As a Gainfully Unemployed feelancer, each week brings a variety of projects. Which means I need to complete a variety of tasks on my computer and/or laptop–from recording, editing and uploading voice files to scanning and sending documents, printing in black/white or color, using FTP, the Internet for research or ordering supplies, social media like Facebook (anyone know how to get texts when an organization, such as a casting agency, not an individual friend, updates its status? I somehow set a few up to do that, but now can’t find the way), email, Word, Excel and/or PowerPoint, business card programs, etc.
Challenges can arise when I need to do something not in my computer skills repertoire, especially if it requires software I don’t already own. I’m not great with trial and error, and the plethora of options and online tutorials can be confusing or not have the answer to my question. When it comes to new technology, I don’t have a long fuse, and can become frustrated if it takes a long time to get the software to do what I want it to do.
Today I need to rip a clip from a (not copyright protected) DVD of a cable TV show I hosted to add to my on-camera reel. Ripping DVDs can’t be that hard, right?
I thought I already had a program, which I found and opened. So far, so good.
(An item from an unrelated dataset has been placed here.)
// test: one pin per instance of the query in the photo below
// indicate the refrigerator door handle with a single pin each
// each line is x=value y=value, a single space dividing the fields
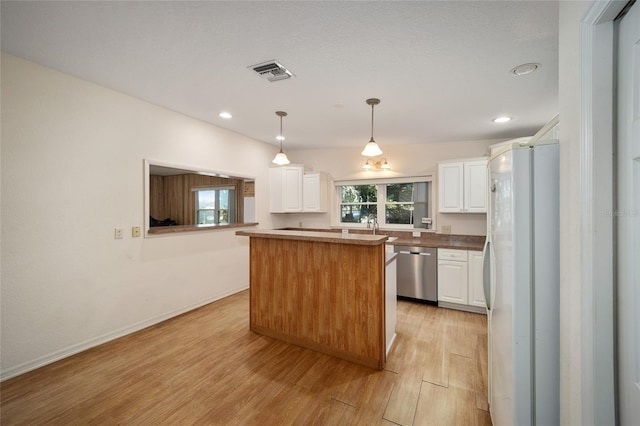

I figured out how to copy my DVD onto another DVD, but despite visiting the cryptic help center, going online and trying several things, couldn’t figure out how to copy it to my computer or extract the clip I wanted. I looked for videos, but the ones I found were about copying files from your hard drive to a DVD. A couple of articles had too many steps I wasn’t sure how to follow.
Too much time later, I still had nothing. Which, I confess, made me feel a little less smart. But I knew how to feel smarter: ask a skilled friend for help. And offer to do a favor in return.
Moral of the story: Sometimes it’s better to ask someone to do a task for you or show you how than spend your valuable time and brain power trying to be independent.